Dans l’immédiat, cette normalisation risque de refroidir nos relations avec les Emirats du golfe persique et elle éloigne tout rapprochement substantiel d’Israël avec l’Arabie saoudite dans le cadre des Accords d’Abraham. En revanche, elle rapproche l’Iran du monde sunnite, donne un second souffle à l’économie iranienne, apaise les protestations dans ce pays et réduit les sanctions occidentales. La reprise des relations diplomatiques entre les deux puissances rivales, laisse le champ libre aux ayatollahs de poursuivre leur projet nucléaire, de renforcer le Hezbollah au Liban et le Hamas à Gaza, ainsi que le régime d’Assad en Syrie.

Iran, China, Saudi Arabia

Cérémonie de signature d’accord de normalisation entre l’Iran et l’Arabie saoudite à Pékin, 10 mars 2023. (Capture d’écran)

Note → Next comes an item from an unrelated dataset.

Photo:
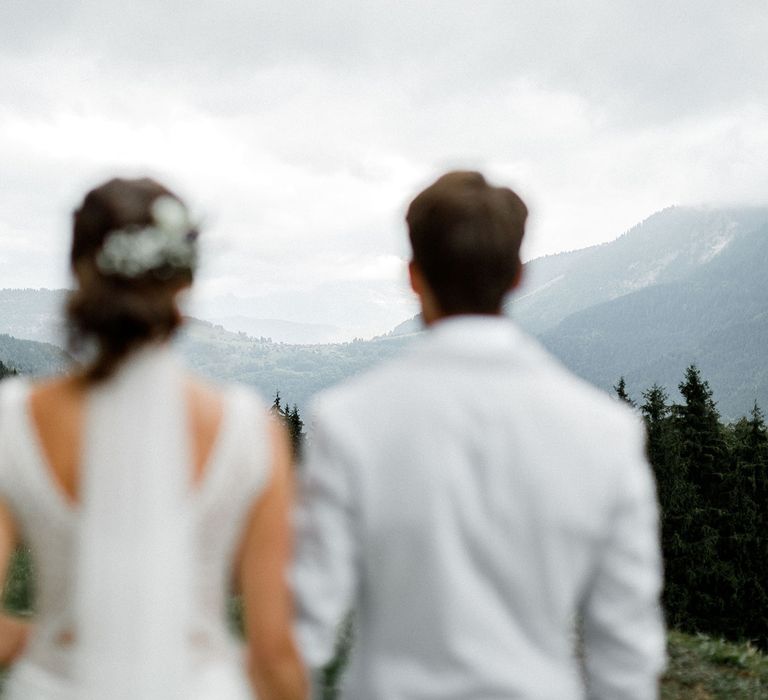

Quant à l’Arabie saoudite, depuis plus d’une décennie elle souhaite acquérir des centrales nucléaires mais les Etats Unis qui craignent une prolifération militaire ont toujours opposé leur véto à cette requête. Israël s’oppose également à la nucléarisation, même si elle est destinée à des « buts pacifiques ». Tsahal avait déjà détruit des sites nucléaires en Irak et en Syrie et ne permettra à aucun pays arabo-musulman de se doter de l’arme atomique.

Aujourd’hui, l’administration Biden est plutôt préoccupée par l’invasion de l’Ukraine par Poutine, par le soutien militaire de l’Iran à la Russie et bien entendu par le renforcement de la présence de la Chine dans le monde. 

L’Arabie saoudite reproche aux Etats-Unis de l’avoir abandonné dans la guerre au Yémen, de refuser de lui offrir un statut spécial au sein de l’Otan et de nouvelles armes pour se défendre, et surtout d’intervenir dans ses affaires intérieures concernant les droits de l’Homme.

Devant le refroidissement des relations avec Washington, le prince héritier saoudien Ben Salman a préféré jouer la carte iranienne pour mettre un terme à la guerre au Yémen mais aussi pour renforcer son influence dans les pays sunnites. Pour les Etats-Unis et pour les Européens cela ouvre la voie à un nouvel accord sur le nucléaire avec Téhéran. La France a salué « toute initiative qui peut contribuer de manière concrète à la désescalade des tensions et au renforcement de la sécurité et de la stabilité régionales. »

De ce fait, la coalition que tente former Nétanyahou contre l’Iran risque de s’effondrer et isoler Israël.

Cette nouvelle situation géopolitique devrait amener le gouvernement israélien à réviser sa politique étrangère, particulièrement à l’égard de l’Iran et du monde arabo-musulman.

Dans le contexte actuel de crise intérieure, devant les critiques internationales, les massives manifestations, et la grogne quotidienne au sein de Tsahal contre la refonte judiciaire, l’option militaire contre l’Iran semble aussi s’éloignée.  

Une rencontre de Nétanyahou avec le président Biden devient urgente. Elle est cruciale pour la marche à suivre.